Based on the other review this is just a bool msi_enabled which is used to
determine if this should be set up at all.

>
> > + dev_dbg(dev, "Event interrupt not enabled; %s %u %d\n",
> > + cxl_event_log_type_str(CXL_EVENT_TYPE_INFO),
> > + msgnum, cxlds->nr_irq_vecs);
> > + return 0;
> > + }
> > +
> > + id = devm_kzalloc(dev, sizeof(*id), GFP_KERNEL);
> > + if (!id)
> > + return -ENOMEM;
> > +
> > + id->cxlds = cxlds;
> > + id->msgnum = msgnum;
> > + id->status = log_type_to_status(log_type);
> > +
> > + irq = pci_request_irq(pdev, id->msgnum, cxl_event_int_handler,
> > + cxl_event_int_thread, id,
> > + "%s:event-log-%s", dev_name(dev),
> > + cxl_event_log_type_str(log_type));
> > + if (irq)
> > + return irq;
> > +
> > + devm_add_action_or_reset(dev, cxl_free_event_irq, id);
>
> Hmm. no pcim_request_irq() maybe this is the time to propose one
> (separate from this patch so we don't get delayed by that!)

Perhaps. But not tonight... ;-)

>
> We discussed this way back in DOE series (I'd forgotten but lore found
> it for me). There I suggested just calling
> devm_request_threaded_irq() directly as a work around.
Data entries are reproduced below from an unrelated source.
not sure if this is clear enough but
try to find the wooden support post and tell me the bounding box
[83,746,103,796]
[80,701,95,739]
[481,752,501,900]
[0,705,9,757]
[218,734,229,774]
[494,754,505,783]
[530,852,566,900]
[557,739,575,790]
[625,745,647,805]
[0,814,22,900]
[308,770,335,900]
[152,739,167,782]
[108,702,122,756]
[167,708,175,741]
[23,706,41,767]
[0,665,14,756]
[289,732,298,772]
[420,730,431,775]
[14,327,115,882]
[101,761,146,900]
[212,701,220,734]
Yea that works fine. One issue is we lose the format printing of the irq name:

...
29: ... PCI-MSI 100663300-edge 0000:c0:00.0:event-log-Fatal
30: ... PCI-MSI 100663301-edge 0000:c0:00.0:event-log-Failure
31: ... PCI-MSI 100663302-edge 0000:c0:00.0:event-log-Warning
32: ... PCI-MSI 100663303-edge 0000:c0:00.0:event-log-Informational
...

Thanks,
Ira

>
> > + return 0;
> > +}
> > +
> > +static void cxl_event_irqsetup(struct cxl_dev_state *cxlds)
> > +{
> > + struct device *dev = cxlds->dev;
> > + u8 setting;
> > +
> > + if (cxl_event_config_msgnums(cxlds))
> > + return;
> > +
> > + /*
> > + * Dynamic Capacity shares the info message number
> > + * Nothing to be done except check the status bit in the
> > + * irq thread.
> > + */
> > + setting = cxlds->evt_int_policy.info_settings;
> > + if (cxl_request_event_irq(cxlds, CXL_EVENT_TYPE_INFO, setting))
> > + dev_err(dev, "Failed to get interrupt for %s event log\n",
> > + cxl_event_log_type_str(CXL_EVENT_TYPE_INFO));
> > +
> > + setting = cxlds->evt_int_policy.warn_settings;
> > + if (cxl_request_event_irq(cxlds, CXL_EVENT_TYPE_WARN, setting))
> > + dev_err(dev, "Failed to get interrupt for %s event log\n",
> > + cxl_event_log_type_str(CXL_EVENT_TYPE_WARN));
> > +
> > + setting = cxlds->evt_int_policy.failure_settings;
> > + if (cxl_request_event_irq(cxlds, CXL_EVENT_TYPE_FAIL, setting))
> > + dev_err(dev, "Failed to get interrupt for %s event log\n",
> > + cxl_event_log_type_str(CXL_EVENT_TYPE_FAIL));
> > +
> > + setting = cxlds->evt_int_policy.fatal_settings;
> > + if (cxl_request_event_irq(cxlds, CXL_EVENT_TYPE_FATAL, setting))
> > + dev_err(dev, "Failed to get interrupt for %s event log\n",
> > + cxl_event_log_type_str(CXL_EVENT_TYPE_FATAL));
> > +}
>